Sortir de la crise que traverse le monde de la santé tient aussi à la capacité de la nouvelle équipe gouvernementale à redonner confiance et à remotiver des soignants qui semblent y croire de moins en moins (lire notre article p. 12). Et il n’y a pas, loin s’en faut, que la question de la rémunération. L’un des grands chantiers auquel il est urgent de s’atteler si l’on veut résoudre la question de la pénurie de personnels soignants est celui de l’attractivité des métiers. Et les axes de réflexion sont multiples. D’abord, les infirmières doivent pouvoir se projeter dans un système où leurs valeurs et leur éthique du soin sont respectés, en clair, pas exclusivement assis sur un argument économique. Il faut également prendre en compte les envies d’évoluer dans sa carrière souvent exprimées par les nouvelles générations, voire de reconversions dans d’autres spécialités par le biais de la formation ou grâce à la création de passerelles.
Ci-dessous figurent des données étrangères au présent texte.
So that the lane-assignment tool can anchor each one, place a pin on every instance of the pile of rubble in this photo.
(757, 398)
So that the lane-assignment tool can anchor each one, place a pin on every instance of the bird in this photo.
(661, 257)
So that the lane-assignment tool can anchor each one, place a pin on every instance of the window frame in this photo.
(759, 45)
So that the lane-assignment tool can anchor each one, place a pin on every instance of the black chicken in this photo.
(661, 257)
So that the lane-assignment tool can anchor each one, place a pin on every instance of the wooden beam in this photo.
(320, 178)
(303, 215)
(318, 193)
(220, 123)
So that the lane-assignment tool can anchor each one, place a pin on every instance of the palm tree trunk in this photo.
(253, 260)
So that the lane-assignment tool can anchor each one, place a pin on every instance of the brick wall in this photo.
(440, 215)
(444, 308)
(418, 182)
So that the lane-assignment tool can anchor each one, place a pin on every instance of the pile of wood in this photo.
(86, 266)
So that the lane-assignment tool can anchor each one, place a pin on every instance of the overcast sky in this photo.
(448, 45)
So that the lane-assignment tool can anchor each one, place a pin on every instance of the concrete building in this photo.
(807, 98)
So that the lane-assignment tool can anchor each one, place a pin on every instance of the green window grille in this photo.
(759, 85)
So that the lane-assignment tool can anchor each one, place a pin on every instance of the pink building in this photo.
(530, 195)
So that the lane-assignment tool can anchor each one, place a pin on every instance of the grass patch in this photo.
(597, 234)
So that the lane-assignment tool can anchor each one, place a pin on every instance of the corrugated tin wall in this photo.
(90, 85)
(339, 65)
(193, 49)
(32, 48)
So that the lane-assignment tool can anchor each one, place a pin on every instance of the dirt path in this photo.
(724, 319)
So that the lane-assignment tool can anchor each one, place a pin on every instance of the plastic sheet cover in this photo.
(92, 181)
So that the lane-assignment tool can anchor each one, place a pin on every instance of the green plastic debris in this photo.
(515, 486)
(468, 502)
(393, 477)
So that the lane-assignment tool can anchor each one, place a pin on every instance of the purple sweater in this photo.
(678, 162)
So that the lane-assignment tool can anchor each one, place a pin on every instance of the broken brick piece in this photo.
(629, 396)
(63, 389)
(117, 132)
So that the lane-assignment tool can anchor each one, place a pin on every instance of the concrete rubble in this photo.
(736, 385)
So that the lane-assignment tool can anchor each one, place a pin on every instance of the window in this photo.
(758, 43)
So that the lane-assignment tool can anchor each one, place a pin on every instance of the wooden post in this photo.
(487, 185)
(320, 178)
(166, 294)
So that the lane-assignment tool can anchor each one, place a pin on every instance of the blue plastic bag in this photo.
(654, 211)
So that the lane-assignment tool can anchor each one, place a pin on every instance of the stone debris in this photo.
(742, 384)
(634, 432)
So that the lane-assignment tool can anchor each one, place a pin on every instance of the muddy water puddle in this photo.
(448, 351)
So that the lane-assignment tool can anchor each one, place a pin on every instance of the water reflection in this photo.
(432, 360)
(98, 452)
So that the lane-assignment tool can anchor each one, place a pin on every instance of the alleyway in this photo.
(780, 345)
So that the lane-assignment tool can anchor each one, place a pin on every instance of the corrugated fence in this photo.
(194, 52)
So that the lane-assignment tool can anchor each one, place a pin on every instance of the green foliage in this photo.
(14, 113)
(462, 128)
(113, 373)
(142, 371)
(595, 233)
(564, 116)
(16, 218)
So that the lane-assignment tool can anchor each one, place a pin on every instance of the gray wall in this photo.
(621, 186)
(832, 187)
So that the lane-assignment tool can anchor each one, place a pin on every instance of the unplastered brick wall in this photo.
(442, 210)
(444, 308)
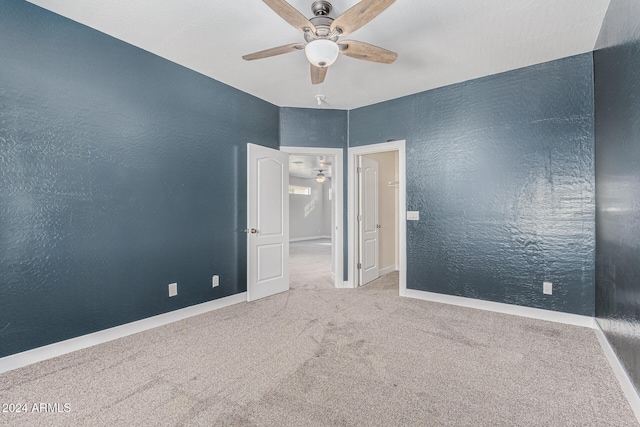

Ces évolutions de carrière aspirent à une vraie reconnaissance. Ce qui n’est guère le cas concernant la pratique avancée, par exemple. Favoriser des manières d’exercer à la fois innovantes et ancrées dans les territoires, comme l’exercice interprofessionnel, est encore une piste à approfondir. Donner enfin un peu plus voix au chapitre aux paramédicaux dans la gouvernance participerait aussi d’une attractivité retrouvée.

En tout cas, une chose est certaine, alors que l’été s’annonce critique à l’hôpital comme en ville, les professionnels de santé ne se contenteront pas des promesses de campagne.

* Propos rapportés par APMnews. Bernard Jomier a présidé la Commission du Sénat qui a publié en mars dernier le rapport sur « la situation de l’hôpital et le système de santé en France ».